We had an interesting ignition session with a number of talented talent managers. To prepare for the session we looked at a wide range of titles.
“New Normal” and “The connected company”
From “New Normal” to “The connected company”. Which is about the way your organised as a company (small is beautiful), how meaning, values and mission are crucial and how new technology behaviours need to be embedded into your organisation. The BYOD movement and “Hacking work” as examples. Your legacy systems are not relevant to generation Einstein.
“Marketing 3.0” and “Workplace 2020”
In anything to do with HRM, “Marketing 3.0” and “Workplace 2020” cannot be ignored. HRM is the new marketing. Extreme transparency through social media makes every person in your company a carrier of your brand. Terms like sense-making, adaptive thinking, new media literacy, transdisciplinarity and cognitive load management become important. Digital natives have that in abundance, digital immigrant will have problems keeping up.
Opened a very interesting discussion about Generation Einstein, gamification of work (Warcraft as a recruitment tool is only the beginning), “The Shallows” and how to manage an origination with people that have a constant attention deficit.
“The second machine age” and “Shift”
Technology and Moore’s law was covered through “The second machine age” and we picked that because it gives a counter weight to the notion that there is a war for talent. If you belief some of the stats 45% of all jobs are under threat and you are lucky to have one. That puts talent management in a very different context. Retention will become less of an issue. The dark side of “Shits”
“Mavericks at work”
We almost throw into any session the book “Mavericks at work”, which is about the importance of passion and passion as the real USP of every organisation.
“Bioteams” and “Beyond performance management”
In between, we covered “Bioteams”. What can we learn on how cells communicate and organise themselves? In some ways “Bioteams” is not that dissimilar to “The connected company” or “The starfish and the spider”. It is all about an organisation that is fluid and extremely adaptable. “Beyond performance management” talks about how most of the systems applied do not work. Adobe spend 80,000 hours on performance management with no measurable benefit. They scrapped it. You should too.
“Employees first, customers second”
“Employees first, customers second” shows how performance management was put on it head and focussed on the serving manager and full transparency and accountability of management to their staff. With 60,000 staff, across all continents. If they can do it, so can you.
“Talent is overrated” and “The rare find”
Some books like “Talent is overrated” (it is about 10,000 hours) and “The rare find” (read CV upside down and ignore character at your peril) were not even covered, due to lack of time.
We ended with our favourite, which is “Talent masters”. Without talent you are nothing, everything is about talent and if talent is not a agenda item on every executive meeting at all layers of the organisation, you are creating a big problem. Your organisation is not living and breathing talent.

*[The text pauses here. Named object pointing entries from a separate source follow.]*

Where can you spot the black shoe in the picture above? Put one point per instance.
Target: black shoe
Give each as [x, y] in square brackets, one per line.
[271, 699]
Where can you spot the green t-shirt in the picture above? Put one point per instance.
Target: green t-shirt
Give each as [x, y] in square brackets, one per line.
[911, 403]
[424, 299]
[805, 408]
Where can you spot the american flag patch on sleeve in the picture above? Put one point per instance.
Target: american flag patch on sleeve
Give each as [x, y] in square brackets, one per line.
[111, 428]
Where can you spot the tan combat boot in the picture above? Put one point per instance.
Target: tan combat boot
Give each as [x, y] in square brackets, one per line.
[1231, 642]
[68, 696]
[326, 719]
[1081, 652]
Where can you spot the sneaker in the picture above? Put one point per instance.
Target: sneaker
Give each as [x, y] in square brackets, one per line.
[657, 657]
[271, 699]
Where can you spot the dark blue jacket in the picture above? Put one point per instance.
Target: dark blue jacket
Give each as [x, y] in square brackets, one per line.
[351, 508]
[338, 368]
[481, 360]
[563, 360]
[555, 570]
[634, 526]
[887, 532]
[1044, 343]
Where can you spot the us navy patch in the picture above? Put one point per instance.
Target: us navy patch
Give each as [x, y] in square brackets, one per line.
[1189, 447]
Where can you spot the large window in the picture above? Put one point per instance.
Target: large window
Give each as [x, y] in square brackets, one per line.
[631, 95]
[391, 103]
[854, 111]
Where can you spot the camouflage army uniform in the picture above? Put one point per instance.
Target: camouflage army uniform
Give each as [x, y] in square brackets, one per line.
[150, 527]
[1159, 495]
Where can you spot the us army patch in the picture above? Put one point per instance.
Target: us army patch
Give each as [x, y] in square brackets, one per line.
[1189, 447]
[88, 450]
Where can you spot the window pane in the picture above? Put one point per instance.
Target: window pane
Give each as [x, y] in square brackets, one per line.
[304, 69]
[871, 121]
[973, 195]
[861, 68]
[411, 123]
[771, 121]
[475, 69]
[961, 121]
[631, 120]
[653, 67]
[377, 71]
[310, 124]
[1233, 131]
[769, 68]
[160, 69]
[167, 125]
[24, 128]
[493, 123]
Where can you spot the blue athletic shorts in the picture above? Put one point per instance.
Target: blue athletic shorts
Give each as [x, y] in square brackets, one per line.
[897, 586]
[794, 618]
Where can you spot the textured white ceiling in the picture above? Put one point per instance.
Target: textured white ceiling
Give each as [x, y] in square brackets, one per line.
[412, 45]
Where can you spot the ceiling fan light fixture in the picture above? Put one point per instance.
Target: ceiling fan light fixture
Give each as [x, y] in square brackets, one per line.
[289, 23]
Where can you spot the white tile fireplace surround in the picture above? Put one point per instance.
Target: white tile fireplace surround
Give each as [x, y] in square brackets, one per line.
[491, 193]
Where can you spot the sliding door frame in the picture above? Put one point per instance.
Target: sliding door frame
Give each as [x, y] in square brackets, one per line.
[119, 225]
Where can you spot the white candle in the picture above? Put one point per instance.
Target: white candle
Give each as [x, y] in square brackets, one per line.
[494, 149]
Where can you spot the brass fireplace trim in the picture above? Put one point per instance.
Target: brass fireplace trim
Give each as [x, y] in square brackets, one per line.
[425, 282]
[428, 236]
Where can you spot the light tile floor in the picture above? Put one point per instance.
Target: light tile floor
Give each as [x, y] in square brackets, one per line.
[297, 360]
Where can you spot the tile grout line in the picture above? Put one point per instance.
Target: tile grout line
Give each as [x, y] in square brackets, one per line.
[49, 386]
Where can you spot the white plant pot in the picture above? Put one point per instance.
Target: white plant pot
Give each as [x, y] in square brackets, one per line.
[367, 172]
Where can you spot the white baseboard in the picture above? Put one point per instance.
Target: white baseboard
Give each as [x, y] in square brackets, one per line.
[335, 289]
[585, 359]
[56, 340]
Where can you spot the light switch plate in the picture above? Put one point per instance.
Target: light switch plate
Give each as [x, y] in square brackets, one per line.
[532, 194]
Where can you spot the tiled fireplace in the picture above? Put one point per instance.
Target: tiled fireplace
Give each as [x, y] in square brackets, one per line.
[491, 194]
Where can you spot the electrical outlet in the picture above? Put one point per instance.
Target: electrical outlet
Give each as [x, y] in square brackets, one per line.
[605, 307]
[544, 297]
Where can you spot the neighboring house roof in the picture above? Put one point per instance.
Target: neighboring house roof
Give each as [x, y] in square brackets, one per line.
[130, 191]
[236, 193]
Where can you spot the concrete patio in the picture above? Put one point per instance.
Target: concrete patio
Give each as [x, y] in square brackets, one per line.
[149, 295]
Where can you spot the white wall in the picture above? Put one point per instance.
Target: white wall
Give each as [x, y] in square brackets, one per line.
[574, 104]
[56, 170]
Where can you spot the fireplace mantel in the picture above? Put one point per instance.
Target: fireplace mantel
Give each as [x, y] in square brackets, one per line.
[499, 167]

We closed with the 3 questions that every employee (including talent) asks:
- How am I doing?
- What is my career path?
- How does what I do matter?
And we think that the third question is the key question. Straight from “The Strategist”. Meaning, values and culture is everything. Which shows that talent management, HRM, marketing and strategy are all very closely interlinked.
Which is confirmed by the anti-book we always throw in for good measure, titled “Business exposed”, which states that talent is more than overrated. It does not work. It is the soft capital in an organisation that enables people to flourish. It is culture and passion that drive top performance, not people.